Description:
The brain’s neurons, connections, and lobes don’t work in isolation. Functions and information are processed by many different areas of the brain that are connected by axons (“white matter”) and other structures that form circuits of information exchange. When these circuits are interrupted, whether by seizures or by epilepsy surgery, issues with attention, social cognition, and learning can occur. Understanding how your child’s brain circuits have been interrupted will help you advocate for their educational success, as well as help you understand their behaviors and challenges. Here, Dr. Lucina Uddin discusses brain circuits at the 2017 Pediatric Epilepsy Surgery Conference and Family Reunion.

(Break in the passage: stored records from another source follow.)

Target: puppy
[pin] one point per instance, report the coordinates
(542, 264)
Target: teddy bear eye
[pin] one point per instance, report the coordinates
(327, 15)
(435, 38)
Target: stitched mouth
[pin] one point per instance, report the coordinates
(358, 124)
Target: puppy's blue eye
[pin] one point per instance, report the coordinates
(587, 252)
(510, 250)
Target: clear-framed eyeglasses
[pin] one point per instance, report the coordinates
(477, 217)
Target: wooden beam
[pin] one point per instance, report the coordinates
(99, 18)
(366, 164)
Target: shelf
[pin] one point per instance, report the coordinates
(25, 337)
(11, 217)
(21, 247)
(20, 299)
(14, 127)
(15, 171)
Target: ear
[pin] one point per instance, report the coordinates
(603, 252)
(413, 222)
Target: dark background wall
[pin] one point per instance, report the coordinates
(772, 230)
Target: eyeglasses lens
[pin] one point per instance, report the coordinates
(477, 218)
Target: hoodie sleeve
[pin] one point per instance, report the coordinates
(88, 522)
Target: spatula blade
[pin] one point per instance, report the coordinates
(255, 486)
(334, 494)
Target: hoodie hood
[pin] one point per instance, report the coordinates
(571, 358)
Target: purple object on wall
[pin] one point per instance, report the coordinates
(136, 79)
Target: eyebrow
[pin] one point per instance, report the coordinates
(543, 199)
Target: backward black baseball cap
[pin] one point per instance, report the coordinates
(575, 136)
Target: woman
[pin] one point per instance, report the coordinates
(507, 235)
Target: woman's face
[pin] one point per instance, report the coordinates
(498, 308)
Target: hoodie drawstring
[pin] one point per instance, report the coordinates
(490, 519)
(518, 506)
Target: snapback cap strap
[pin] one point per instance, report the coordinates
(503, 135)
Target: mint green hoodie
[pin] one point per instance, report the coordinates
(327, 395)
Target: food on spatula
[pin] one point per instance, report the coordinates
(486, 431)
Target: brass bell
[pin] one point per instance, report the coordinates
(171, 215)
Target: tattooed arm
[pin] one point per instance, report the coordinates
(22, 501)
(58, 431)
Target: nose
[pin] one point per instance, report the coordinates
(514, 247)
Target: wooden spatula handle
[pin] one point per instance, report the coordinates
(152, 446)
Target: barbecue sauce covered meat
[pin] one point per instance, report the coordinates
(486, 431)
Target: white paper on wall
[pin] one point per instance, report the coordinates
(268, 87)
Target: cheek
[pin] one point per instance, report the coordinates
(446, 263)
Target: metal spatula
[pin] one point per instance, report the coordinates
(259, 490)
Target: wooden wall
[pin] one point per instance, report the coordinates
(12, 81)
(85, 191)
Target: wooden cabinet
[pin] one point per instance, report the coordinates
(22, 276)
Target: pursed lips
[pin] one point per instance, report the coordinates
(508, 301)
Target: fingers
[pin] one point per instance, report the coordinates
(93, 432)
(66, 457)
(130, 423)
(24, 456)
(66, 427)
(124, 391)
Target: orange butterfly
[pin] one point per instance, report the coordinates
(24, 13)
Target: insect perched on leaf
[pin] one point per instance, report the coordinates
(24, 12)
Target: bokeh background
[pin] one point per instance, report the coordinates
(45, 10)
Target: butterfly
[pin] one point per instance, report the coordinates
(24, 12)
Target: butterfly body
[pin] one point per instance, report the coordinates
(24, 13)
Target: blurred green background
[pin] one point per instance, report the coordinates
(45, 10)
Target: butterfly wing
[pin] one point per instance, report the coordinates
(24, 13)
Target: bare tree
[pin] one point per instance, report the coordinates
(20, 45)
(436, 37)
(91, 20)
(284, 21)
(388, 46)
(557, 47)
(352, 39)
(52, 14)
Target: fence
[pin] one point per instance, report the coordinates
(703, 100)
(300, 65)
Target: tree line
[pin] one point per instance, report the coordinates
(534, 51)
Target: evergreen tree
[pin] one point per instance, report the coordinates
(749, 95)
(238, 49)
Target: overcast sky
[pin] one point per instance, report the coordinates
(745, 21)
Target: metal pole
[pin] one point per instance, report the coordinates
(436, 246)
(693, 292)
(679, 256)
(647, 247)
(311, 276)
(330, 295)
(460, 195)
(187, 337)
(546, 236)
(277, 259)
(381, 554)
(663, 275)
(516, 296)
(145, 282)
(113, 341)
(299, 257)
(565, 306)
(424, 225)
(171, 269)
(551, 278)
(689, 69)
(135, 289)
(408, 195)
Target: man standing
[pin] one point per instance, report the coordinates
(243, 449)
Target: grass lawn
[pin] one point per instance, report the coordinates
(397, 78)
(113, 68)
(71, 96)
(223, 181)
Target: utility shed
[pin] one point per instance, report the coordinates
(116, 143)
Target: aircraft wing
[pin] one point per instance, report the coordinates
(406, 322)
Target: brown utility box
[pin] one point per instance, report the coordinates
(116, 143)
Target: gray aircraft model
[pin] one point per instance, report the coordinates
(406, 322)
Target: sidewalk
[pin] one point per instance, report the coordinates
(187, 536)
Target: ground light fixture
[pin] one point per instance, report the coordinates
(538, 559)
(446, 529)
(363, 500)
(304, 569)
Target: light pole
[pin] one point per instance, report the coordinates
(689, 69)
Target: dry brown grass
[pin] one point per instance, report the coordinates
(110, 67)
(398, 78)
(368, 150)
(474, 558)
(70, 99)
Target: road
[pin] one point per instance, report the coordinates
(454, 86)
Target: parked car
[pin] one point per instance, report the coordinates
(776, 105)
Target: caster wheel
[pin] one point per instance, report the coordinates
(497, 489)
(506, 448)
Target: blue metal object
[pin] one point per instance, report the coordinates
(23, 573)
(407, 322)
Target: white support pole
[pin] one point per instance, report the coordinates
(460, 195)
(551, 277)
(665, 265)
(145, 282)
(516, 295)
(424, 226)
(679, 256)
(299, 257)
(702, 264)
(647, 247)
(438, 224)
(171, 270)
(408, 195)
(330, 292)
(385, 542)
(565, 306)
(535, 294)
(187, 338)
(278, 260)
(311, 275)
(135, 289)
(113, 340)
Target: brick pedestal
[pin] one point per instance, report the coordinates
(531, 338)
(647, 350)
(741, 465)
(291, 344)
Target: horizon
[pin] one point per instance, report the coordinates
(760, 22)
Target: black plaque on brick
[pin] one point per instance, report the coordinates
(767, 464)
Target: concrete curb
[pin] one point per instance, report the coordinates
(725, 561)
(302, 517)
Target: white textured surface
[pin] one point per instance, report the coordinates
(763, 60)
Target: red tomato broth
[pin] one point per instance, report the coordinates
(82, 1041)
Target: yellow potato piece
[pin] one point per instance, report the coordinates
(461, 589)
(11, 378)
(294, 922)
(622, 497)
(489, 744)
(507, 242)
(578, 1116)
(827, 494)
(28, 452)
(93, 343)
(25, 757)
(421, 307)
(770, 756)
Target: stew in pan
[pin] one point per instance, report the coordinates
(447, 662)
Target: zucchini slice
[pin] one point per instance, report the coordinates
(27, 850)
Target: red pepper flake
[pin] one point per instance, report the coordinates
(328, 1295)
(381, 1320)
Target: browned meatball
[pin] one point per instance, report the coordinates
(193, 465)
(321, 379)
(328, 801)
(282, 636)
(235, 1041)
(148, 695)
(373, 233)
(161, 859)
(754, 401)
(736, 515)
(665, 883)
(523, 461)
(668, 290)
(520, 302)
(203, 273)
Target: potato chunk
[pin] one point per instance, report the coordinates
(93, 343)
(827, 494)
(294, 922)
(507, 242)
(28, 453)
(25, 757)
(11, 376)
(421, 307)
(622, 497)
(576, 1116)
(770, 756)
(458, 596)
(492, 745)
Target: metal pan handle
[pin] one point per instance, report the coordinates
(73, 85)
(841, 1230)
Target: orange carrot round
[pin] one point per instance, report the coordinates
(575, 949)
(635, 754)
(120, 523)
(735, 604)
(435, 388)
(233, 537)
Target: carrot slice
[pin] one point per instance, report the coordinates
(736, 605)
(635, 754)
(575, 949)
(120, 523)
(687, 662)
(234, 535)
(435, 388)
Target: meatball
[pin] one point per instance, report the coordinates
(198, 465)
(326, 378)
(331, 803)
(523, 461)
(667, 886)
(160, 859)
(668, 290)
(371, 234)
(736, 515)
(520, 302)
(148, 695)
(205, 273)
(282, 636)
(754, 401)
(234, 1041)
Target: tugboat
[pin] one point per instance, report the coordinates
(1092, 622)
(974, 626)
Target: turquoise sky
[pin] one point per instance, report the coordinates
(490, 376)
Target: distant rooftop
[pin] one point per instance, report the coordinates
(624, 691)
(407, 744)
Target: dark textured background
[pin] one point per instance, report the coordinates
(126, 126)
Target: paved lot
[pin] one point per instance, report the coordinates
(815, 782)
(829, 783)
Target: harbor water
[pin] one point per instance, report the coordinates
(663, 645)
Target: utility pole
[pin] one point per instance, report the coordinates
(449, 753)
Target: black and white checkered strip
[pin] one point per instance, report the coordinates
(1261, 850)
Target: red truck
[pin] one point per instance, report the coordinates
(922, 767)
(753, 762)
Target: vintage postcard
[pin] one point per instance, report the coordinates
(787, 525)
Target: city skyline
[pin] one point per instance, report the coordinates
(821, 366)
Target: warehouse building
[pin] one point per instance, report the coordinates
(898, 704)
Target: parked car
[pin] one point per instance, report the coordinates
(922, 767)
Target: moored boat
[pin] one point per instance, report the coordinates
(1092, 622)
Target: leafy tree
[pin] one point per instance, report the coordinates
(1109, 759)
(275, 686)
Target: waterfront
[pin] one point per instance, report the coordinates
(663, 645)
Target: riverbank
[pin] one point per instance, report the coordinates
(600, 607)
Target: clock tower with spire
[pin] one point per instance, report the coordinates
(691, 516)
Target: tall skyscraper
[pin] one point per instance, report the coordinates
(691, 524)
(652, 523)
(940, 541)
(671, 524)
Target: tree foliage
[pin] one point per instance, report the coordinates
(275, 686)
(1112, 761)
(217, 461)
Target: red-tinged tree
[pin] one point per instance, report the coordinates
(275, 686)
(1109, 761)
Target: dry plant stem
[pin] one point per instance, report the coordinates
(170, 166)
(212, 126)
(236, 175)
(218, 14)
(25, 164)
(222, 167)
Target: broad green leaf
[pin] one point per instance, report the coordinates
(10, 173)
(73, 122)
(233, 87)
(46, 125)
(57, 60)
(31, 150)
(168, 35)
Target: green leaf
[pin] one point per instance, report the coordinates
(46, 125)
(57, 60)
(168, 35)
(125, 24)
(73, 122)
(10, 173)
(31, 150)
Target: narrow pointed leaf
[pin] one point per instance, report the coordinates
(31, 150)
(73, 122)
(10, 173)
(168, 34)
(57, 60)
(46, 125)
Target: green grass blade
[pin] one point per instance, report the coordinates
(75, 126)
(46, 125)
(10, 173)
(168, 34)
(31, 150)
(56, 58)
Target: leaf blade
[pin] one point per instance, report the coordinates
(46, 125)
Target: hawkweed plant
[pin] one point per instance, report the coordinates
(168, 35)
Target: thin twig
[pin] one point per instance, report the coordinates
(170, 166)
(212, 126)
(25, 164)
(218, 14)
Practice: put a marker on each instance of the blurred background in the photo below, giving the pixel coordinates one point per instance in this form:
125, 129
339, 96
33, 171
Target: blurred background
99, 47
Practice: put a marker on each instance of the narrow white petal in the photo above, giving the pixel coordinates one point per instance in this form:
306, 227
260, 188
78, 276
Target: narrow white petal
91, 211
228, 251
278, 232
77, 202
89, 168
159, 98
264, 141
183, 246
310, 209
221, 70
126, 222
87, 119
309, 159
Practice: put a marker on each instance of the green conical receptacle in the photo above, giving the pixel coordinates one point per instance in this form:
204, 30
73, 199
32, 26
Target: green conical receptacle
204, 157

Dr. Lucina Uddin’s research focuses on the relationship between brain connectivity and cognition in typical and atypical development. Within a cognitive neuroscience framework, her research combines functional connectivity analyses of resting-state functional magnetic resonance imaging data and structural connectivity analyses of diffusion tensor imaging data to examine the organization of large-scale brain networks supporting attention and social cognition. Her current research focuses on understanding dynamic network interactions underlying social information processing in neurodevelopmental disorders such as autism.
Dr. Uddin was one of several neuroscientists who presented at the 2014 scientific symposium on neuroplasticity after cerebral hemispherectomy organized and hosted by The Brain Recovery Project.